Try removing the printer and readding it. (I don't know what frontend you are using.)

I have seen issues in the past, where the printer location gets messed up. (Even though it says its at a specific USB location, it sends it somewhere else)

Edit: I don't know what those commands you showed do. I don't have a help program on my system, and any blank output wouldn't print anything anyways.

----------

## PGDubbin

I just created the file "help" typed a bunch of junk into it and saved it...it's not a program by any means.

I've tried to remove/reinstall, I've reemerged CUPS, checked my kernel, and all my settings are there and correct for my printer.

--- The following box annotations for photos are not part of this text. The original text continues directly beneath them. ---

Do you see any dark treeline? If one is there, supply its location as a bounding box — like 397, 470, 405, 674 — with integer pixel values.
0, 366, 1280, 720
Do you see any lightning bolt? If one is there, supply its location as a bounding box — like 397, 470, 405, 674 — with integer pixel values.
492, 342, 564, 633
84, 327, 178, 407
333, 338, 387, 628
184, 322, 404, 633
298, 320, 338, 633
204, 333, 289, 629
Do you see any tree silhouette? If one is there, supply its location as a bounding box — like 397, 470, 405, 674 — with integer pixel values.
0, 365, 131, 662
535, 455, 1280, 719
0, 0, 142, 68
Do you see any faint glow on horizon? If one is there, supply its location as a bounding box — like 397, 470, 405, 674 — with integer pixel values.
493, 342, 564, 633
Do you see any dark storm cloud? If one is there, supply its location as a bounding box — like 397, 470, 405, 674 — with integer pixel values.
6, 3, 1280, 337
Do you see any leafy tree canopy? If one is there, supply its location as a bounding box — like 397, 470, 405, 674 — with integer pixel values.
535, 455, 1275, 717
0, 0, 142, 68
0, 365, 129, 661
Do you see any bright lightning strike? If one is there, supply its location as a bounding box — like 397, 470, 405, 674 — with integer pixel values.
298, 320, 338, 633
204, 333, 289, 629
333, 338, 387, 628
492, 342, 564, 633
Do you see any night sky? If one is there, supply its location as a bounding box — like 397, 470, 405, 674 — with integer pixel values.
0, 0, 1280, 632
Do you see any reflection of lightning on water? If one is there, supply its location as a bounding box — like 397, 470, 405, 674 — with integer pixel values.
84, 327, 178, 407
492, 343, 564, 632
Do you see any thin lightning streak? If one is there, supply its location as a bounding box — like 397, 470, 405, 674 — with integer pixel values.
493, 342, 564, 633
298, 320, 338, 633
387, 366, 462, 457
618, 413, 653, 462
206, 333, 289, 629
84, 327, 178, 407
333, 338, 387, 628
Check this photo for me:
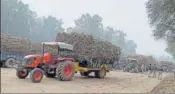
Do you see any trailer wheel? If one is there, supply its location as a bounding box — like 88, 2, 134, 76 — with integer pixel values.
56, 61, 75, 81
95, 68, 106, 78
16, 70, 29, 79
80, 72, 89, 76
45, 72, 56, 78
4, 58, 16, 68
30, 68, 44, 83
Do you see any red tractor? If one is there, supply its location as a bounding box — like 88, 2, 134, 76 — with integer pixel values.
16, 42, 75, 83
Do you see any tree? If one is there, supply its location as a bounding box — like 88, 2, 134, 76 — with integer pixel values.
74, 13, 103, 37
1, 0, 64, 42
146, 0, 175, 57
1, 0, 33, 38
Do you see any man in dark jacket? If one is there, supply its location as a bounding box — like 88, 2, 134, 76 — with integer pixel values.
148, 64, 152, 77
153, 64, 157, 78
158, 66, 163, 80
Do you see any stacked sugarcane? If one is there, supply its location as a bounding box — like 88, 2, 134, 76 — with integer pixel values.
56, 32, 120, 68
1, 33, 31, 54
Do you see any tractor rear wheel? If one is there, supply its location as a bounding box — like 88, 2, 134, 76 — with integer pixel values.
56, 61, 75, 81
16, 70, 29, 79
80, 72, 89, 76
45, 72, 56, 78
95, 68, 106, 78
4, 58, 16, 68
30, 68, 44, 83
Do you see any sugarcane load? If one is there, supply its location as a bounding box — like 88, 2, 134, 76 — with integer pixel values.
56, 32, 120, 67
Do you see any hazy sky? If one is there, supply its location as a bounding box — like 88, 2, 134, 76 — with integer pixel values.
22, 0, 168, 56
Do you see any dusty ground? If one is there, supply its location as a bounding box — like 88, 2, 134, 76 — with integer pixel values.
1, 68, 170, 93
151, 75, 175, 93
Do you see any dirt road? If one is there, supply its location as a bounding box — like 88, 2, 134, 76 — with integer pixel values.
1, 68, 169, 93
151, 75, 175, 93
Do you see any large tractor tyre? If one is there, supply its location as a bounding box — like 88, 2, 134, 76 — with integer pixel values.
56, 61, 75, 81
45, 72, 56, 78
4, 58, 16, 68
95, 68, 106, 79
16, 70, 29, 79
30, 68, 44, 83
80, 72, 89, 76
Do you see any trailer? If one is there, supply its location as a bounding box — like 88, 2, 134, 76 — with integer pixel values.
74, 62, 113, 79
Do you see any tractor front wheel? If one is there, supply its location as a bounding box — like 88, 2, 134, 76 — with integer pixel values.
30, 68, 44, 83
56, 61, 75, 81
16, 70, 29, 79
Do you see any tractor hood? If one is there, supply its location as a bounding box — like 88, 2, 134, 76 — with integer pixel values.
24, 54, 41, 58
57, 57, 75, 61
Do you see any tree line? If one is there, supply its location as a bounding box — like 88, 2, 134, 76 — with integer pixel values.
146, 0, 175, 59
1, 0, 137, 54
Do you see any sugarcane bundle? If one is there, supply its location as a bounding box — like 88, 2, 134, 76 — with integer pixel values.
56, 32, 120, 67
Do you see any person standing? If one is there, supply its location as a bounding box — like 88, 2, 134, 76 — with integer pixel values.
158, 66, 163, 80
123, 64, 126, 72
153, 64, 157, 78
148, 64, 152, 77
141, 64, 145, 73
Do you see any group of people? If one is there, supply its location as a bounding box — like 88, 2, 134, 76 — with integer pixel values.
148, 64, 163, 80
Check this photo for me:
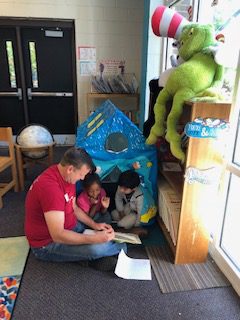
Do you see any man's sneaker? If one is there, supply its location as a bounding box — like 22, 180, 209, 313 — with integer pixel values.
88, 256, 118, 271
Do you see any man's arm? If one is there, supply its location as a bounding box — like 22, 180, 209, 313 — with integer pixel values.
44, 211, 114, 245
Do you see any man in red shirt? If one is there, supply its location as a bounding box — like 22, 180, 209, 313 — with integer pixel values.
25, 147, 126, 268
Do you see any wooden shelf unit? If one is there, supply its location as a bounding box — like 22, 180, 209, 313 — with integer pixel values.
158, 102, 231, 264
87, 92, 140, 125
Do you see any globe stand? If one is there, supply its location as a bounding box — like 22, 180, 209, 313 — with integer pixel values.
15, 142, 56, 191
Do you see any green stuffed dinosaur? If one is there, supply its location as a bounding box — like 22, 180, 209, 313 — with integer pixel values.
146, 6, 224, 162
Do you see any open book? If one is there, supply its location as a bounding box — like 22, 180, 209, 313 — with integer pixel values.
83, 229, 142, 244
113, 232, 142, 244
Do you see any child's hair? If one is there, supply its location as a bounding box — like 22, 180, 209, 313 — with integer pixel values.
82, 172, 101, 190
118, 170, 140, 189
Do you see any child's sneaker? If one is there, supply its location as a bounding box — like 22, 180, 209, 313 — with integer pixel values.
88, 256, 118, 271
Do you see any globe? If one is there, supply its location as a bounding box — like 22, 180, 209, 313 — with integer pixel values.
16, 124, 54, 159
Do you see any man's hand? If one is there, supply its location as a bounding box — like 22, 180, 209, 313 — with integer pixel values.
101, 197, 110, 209
89, 197, 98, 204
119, 211, 125, 219
94, 222, 113, 231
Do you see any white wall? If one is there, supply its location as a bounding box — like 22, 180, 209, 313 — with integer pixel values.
0, 0, 144, 123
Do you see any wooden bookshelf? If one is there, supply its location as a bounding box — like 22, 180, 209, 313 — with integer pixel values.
158, 102, 231, 264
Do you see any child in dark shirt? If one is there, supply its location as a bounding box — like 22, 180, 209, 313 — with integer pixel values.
77, 173, 112, 224
111, 170, 143, 229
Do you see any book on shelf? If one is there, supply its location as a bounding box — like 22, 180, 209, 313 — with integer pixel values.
83, 229, 142, 244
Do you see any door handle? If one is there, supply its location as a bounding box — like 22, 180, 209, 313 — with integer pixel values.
0, 88, 22, 100
27, 88, 73, 100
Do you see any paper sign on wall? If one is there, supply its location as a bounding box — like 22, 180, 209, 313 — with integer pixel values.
184, 118, 229, 138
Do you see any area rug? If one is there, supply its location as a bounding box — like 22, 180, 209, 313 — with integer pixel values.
146, 246, 230, 293
0, 236, 29, 320
141, 222, 167, 247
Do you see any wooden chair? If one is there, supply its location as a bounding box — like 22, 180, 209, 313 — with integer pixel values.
0, 127, 18, 209
15, 142, 56, 191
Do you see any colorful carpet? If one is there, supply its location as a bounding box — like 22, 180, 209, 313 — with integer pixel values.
146, 246, 230, 293
0, 236, 29, 320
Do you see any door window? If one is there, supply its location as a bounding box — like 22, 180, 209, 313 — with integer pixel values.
28, 41, 38, 88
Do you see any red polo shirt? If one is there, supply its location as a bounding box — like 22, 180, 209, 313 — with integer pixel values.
25, 165, 77, 248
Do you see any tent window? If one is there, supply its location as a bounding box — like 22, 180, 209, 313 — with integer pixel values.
105, 132, 128, 153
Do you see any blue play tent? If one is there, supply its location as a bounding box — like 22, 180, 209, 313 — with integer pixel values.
76, 100, 157, 222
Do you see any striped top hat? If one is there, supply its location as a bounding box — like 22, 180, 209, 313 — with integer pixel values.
152, 6, 189, 40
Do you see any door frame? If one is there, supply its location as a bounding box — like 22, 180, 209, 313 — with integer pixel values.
0, 17, 78, 144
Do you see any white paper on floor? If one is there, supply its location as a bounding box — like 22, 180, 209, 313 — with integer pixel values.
115, 250, 152, 280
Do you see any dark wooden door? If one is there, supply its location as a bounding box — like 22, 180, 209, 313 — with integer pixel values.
0, 22, 77, 135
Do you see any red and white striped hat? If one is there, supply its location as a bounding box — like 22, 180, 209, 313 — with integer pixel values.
152, 6, 189, 40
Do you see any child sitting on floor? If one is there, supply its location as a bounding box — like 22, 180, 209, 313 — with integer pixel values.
111, 170, 143, 229
77, 173, 112, 224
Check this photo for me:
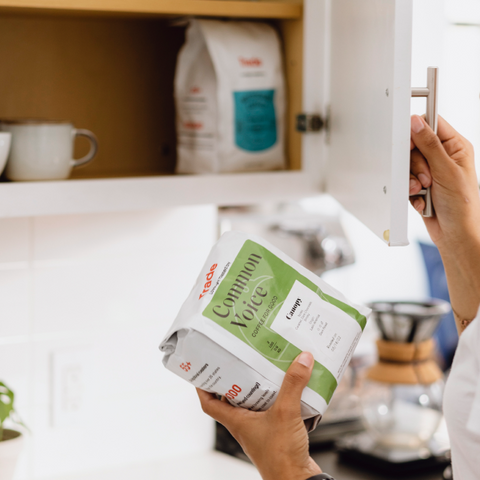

It's not a USB printer, but rather a local LPT style.

----------

## someone_else

fixed.

i just needed to emerge the rite packages containing the drivers for my printer, namely hplip

----------

## PGDubbin

 :Arrow:  bump

----------

## PGDubbin

bump

----------

## PGDubbin

Bump again?

I've switched from using the parallele cable to a USB, and get the same error msg.  If I run it using the "raw" driver I can get the test page to print, but it doesn't print the test page, more of the raw code of what would generate the test page.

so clearly the printer is fine, the cables are fine, and the computer is talking to the printer.  What gives?

----------

## PGDubbin

bump again

switched back to parallele, no difference, have tried the gimpprint drivers, the built-in cups drivers, nadda....

----------